Part of figuring it out is figuring out how to find peace and rest.  i don’t want to end up some sort of workaholic and learn my lesson by having a terrible mental break or something.  it happens.  i’m told.  so, yes,  peace.  i have so much trouble relaxing at home, because i always see something i need to do.  essentially, wherever i am i think about what i need to do next.  nature of the busy beast, i guess.

anyway, last night i relaxed!  my school friends and i had a leetle halloween get together at Kelsey’s swanky apartment.  She made Montecristos and fancy tomato soup with little sour cream cobwebs on top, and the cutest dessert of all time* (note the scary gravestones).  and we all just sat and ate good food and held a teeny puppy and made fun of drew and talked about our costumes.  and watched Shawn of the Dead, a favorite.

dessert

*yum

We all have our roles in the group, and it’s funny how we settle into them so comfortably.  We all give little sister Tommi relationship advice.  I do motherly things, like putting in kels’ earrings or encouraging haircuts.  Anna makes us all crack up.  Kelsey does housewifey things, like arriving on time and cooking for us.  Man, i’m blessed.
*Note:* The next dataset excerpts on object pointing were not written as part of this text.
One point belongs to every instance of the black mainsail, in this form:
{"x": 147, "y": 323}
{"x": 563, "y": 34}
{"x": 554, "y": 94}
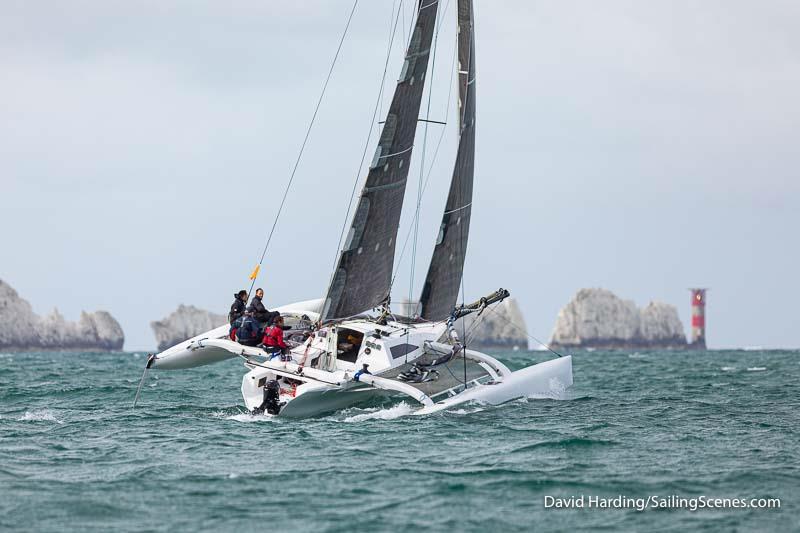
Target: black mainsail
{"x": 440, "y": 292}
{"x": 363, "y": 275}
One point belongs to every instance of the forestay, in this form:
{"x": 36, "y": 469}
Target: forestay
{"x": 363, "y": 275}
{"x": 440, "y": 292}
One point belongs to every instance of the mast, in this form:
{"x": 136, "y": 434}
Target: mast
{"x": 440, "y": 292}
{"x": 364, "y": 272}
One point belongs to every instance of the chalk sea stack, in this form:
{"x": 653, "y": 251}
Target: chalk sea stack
{"x": 597, "y": 318}
{"x": 183, "y": 323}
{"x": 23, "y": 330}
{"x": 499, "y": 327}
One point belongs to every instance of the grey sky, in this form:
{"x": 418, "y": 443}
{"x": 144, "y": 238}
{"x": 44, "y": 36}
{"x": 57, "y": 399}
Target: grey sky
{"x": 644, "y": 147}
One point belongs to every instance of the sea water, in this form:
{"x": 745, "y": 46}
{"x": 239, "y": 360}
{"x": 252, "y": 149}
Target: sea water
{"x": 74, "y": 456}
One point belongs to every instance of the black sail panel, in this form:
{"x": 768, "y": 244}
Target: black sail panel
{"x": 364, "y": 272}
{"x": 440, "y": 292}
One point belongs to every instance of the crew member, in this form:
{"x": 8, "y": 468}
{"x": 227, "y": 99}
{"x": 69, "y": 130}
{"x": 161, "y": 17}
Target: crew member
{"x": 261, "y": 313}
{"x": 273, "y": 339}
{"x": 238, "y": 306}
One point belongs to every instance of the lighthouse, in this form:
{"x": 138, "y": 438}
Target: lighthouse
{"x": 698, "y": 319}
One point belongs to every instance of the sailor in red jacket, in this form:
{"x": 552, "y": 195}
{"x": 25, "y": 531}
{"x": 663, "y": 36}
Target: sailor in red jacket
{"x": 273, "y": 338}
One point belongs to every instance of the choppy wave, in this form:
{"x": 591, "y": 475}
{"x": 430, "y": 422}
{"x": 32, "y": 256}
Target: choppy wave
{"x": 39, "y": 415}
{"x": 683, "y": 423}
{"x": 389, "y": 413}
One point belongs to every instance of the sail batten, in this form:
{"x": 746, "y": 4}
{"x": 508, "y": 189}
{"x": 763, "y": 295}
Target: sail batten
{"x": 441, "y": 288}
{"x": 363, "y": 275}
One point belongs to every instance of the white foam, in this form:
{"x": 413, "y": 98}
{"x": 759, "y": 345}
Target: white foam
{"x": 247, "y": 417}
{"x": 467, "y": 411}
{"x": 396, "y": 411}
{"x": 39, "y": 415}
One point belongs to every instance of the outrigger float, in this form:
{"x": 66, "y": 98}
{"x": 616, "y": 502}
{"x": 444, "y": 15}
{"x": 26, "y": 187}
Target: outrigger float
{"x": 342, "y": 355}
{"x": 405, "y": 359}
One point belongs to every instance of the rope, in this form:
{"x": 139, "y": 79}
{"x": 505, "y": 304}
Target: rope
{"x": 305, "y": 141}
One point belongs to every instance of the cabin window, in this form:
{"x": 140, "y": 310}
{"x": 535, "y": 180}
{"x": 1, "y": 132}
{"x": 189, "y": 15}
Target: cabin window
{"x": 401, "y": 350}
{"x": 348, "y": 344}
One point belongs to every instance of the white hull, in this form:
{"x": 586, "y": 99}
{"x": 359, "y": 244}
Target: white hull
{"x": 328, "y": 385}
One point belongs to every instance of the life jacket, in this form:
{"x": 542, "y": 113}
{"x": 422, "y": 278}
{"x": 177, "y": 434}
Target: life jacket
{"x": 273, "y": 336}
{"x": 236, "y": 324}
{"x": 248, "y": 331}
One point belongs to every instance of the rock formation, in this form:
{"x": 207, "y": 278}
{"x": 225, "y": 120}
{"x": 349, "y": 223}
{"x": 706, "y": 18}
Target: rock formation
{"x": 597, "y": 318}
{"x": 183, "y": 323}
{"x": 500, "y": 327}
{"x": 21, "y": 329}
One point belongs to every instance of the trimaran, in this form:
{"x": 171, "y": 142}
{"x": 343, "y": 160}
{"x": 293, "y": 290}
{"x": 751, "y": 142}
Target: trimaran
{"x": 420, "y": 357}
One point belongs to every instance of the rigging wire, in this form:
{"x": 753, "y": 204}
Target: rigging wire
{"x": 432, "y": 70}
{"x": 461, "y": 123}
{"x": 254, "y": 275}
{"x": 366, "y": 143}
{"x": 433, "y": 160}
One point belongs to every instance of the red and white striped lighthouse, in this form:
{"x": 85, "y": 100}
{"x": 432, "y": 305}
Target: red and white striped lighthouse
{"x": 698, "y": 319}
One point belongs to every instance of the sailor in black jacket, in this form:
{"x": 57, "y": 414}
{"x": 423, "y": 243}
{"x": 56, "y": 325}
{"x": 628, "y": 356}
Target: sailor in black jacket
{"x": 238, "y": 306}
{"x": 261, "y": 313}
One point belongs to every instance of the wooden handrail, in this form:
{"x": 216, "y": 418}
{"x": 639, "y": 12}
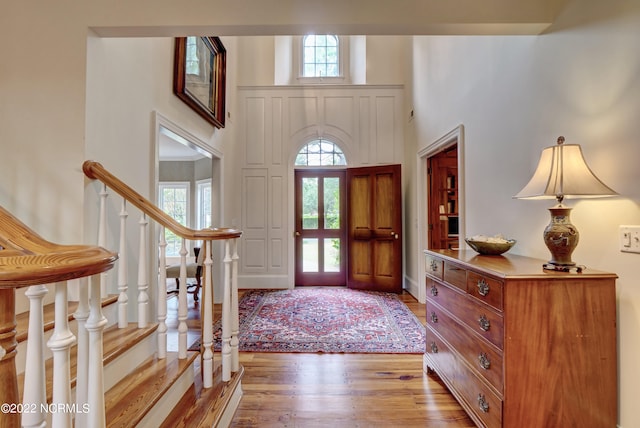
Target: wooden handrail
{"x": 28, "y": 259}
{"x": 96, "y": 171}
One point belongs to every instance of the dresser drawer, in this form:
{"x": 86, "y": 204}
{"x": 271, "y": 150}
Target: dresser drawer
{"x": 476, "y": 397}
{"x": 486, "y": 289}
{"x": 480, "y": 318}
{"x": 433, "y": 266}
{"x": 455, "y": 275}
{"x": 479, "y": 354}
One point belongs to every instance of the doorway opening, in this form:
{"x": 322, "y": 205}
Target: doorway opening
{"x": 427, "y": 207}
{"x": 187, "y": 181}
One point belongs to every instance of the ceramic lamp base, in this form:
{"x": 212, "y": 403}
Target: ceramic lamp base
{"x": 561, "y": 237}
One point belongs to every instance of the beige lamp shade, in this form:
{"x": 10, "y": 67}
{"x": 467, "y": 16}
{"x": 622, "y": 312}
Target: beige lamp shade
{"x": 563, "y": 173}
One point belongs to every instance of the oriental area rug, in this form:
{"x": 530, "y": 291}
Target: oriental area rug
{"x": 332, "y": 320}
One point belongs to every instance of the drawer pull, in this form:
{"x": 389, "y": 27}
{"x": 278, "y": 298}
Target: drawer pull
{"x": 484, "y": 360}
{"x": 483, "y": 287}
{"x": 484, "y": 323}
{"x": 482, "y": 403}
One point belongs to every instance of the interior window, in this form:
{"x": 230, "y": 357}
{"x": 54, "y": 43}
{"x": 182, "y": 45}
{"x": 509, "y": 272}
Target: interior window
{"x": 320, "y": 56}
{"x": 174, "y": 200}
{"x": 320, "y": 153}
{"x": 203, "y": 204}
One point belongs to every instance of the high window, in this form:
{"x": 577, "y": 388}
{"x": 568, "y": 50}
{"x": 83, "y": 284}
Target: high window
{"x": 320, "y": 153}
{"x": 321, "y": 56}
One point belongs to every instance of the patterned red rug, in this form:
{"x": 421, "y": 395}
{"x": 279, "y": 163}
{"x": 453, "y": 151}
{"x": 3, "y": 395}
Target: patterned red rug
{"x": 326, "y": 320}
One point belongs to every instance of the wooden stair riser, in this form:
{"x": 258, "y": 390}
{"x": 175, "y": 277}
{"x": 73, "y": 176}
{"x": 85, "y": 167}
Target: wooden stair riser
{"x": 127, "y": 362}
{"x": 170, "y": 398}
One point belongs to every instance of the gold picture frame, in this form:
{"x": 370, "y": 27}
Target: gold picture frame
{"x": 199, "y": 76}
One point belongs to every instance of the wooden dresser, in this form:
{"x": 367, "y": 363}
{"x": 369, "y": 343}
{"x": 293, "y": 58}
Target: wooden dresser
{"x": 519, "y": 346}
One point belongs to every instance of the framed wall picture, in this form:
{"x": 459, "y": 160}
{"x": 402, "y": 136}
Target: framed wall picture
{"x": 199, "y": 76}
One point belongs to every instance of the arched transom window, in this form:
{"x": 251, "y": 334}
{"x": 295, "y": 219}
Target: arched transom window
{"x": 320, "y": 153}
{"x": 321, "y": 56}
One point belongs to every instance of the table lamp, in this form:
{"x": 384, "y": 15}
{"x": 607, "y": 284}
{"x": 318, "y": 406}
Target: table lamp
{"x": 562, "y": 173}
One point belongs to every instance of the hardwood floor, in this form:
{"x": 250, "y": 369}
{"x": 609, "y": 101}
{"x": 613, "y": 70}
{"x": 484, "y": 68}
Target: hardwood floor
{"x": 341, "y": 390}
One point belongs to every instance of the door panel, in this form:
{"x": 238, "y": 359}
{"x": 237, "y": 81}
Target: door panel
{"x": 320, "y": 227}
{"x": 374, "y": 232}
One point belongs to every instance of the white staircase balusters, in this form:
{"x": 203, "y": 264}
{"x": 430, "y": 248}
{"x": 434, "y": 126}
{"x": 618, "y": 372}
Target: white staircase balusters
{"x": 182, "y": 304}
{"x": 95, "y": 325}
{"x": 162, "y": 296}
{"x": 123, "y": 269}
{"x": 143, "y": 283}
{"x": 226, "y": 315}
{"x": 60, "y": 344}
{"x": 35, "y": 392}
{"x": 235, "y": 326}
{"x": 207, "y": 316}
{"x": 102, "y": 232}
{"x": 82, "y": 360}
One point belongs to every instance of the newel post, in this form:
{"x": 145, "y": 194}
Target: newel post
{"x": 8, "y": 376}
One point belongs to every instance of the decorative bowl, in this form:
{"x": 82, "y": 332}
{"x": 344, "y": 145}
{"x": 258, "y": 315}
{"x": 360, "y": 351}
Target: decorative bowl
{"x": 490, "y": 248}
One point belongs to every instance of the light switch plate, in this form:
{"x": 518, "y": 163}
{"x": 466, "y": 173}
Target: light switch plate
{"x": 630, "y": 239}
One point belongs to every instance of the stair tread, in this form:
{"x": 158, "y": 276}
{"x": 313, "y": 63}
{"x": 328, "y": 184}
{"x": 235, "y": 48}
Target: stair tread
{"x": 203, "y": 407}
{"x": 48, "y": 314}
{"x": 115, "y": 341}
{"x": 132, "y": 398}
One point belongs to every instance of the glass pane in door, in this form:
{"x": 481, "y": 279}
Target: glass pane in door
{"x": 310, "y": 255}
{"x": 331, "y": 202}
{"x": 310, "y": 203}
{"x": 331, "y": 255}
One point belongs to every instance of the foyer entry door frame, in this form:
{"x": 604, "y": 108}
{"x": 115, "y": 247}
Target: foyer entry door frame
{"x": 455, "y": 136}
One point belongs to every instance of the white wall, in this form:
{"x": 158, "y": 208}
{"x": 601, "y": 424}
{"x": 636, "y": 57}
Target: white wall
{"x": 515, "y": 96}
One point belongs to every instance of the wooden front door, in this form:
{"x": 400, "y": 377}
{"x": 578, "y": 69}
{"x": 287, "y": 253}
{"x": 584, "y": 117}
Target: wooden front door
{"x": 320, "y": 227}
{"x": 374, "y": 228}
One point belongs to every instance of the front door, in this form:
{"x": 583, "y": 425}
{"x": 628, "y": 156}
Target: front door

And i rested!  I didn’t worry about my paper that was due today, i let my phone die and didn’t try to get my messages or check my email.  i have no regrets, only a desire to do it again.
Moral of the story:  i am happiest when people for cook me in clean houses.

i have been promised that living this way is sustainable

This weekend i was pretty stressed about a looming art history test for most of it.  Yesterday i spent nearly every waking hour at the library, which helped with the stress a bit, but also made me very aware of how little i know about the Baroque, Rococo, Romanticism, and The Enlightenment, which is what the exam is about, along with 40+ images.

The hardest part of the test, for me, is that the professor also shows us a piece we’ve never seen, and we have to guess where and when, and give evidence.  I’ve never been right, so far, but i want to be right.  i study like a maniac.  thus, yesterday.  i love leaving a test and feeling like i DID it.

when i was finally ready to retire from studying, around 130, i got in bed, snuggled up under the quilt, pushed my cold toes up against knox’s warm legs, and…couldn’t sleep.  for hours.   there was too much thinking to do.

i know it was a combination of the caffeine and the over-studying (and maybe the universe punishing me for going to starbucks), but it reminded me so much of when i was a little girl.  i used to worry, a lot.  even as a teenager i would bolt through dark rooms and refuse to look out the window at night.  when i would get into bed and try to sleep, i couldn’t.  sometimes i would get up and write lists of things i needed to think about, and then lay down and try to sleep again.

getting married changed that.  knox makes me feel safe, and he was around for me to talk to at night.  Going to sleep is a lot easier with the day’s events off my mind.

But last night K was sleeping, and for the aforementioned reasons, i was not.

Anyway, that’s just another reason i love him.
-Here’s another:  how many mothers-of-two get to go to college full time and follow their dreams to an occupation that isn’t necessarily extremely profitable?  One.  Me.
-(Another, related:) I haven’t cooked a meal since August.  (i do make breakfasts for shiloh, and lunches.   that is all.)
-He worked all week, and then spent saturday doing the same thing he does at work for free, so a refugee can have a livable, affordable apartment.  and had a good time while doing it.
-As Amanda says, who needs tv with Knox around?

it makes my stomach hurt when people don’t like me.